Sometimes life is a mystery. Love is a mountain climb.
The blues grabbed me like a shaking chill.
I found my dog house -- empty.

So of course he goes in quest of Yellow Dog, asking people he knows for tips and help. Farmer Fred saw "Old Yella hit Highway 61 ... RUNNING." This starts the story's interweaving of geography, music history, and lost-dog plot: As an end note tells us, Highway 61 "snakes up through the Mississippi Delta into Memphis, Tennessee." The Delta section is known as "the Blues Trail" in honor of the many musicians born nearby.

At this point, we almost want to hand you the book and share its pages because the language is so sensory you want to repeat sentences over and over ("... we drove toward Merigold to shimmy, shake, and boogie"). Chris Raschka's needlepoint-style art is colorful, lively, and perfectly suited to this journey.

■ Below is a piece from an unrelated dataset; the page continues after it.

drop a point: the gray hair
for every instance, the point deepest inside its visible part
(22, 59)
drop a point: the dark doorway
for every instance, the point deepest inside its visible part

Yes, Bo Willie is grieving, but the adults around him help and comfort him. And along the way, following Yellow Dog, he gets to experience the Merigold Blues Club, Hicks' Tamales, Beale Street and more. The ending is as surprising as the rest of the book, and it's taking all our will power not to give it away.

Alice Faye Duncan is the author of more than a dozen children's books, including Opal Lee and What It Means to Be Free. Her works have been nominated for two NAACP image awards. She has once again done herself proud with this one. It is ideal for readers age four to eight and for anyone who wants to get a tear in their eye, delve into Mississippi Blues history, and smile widely.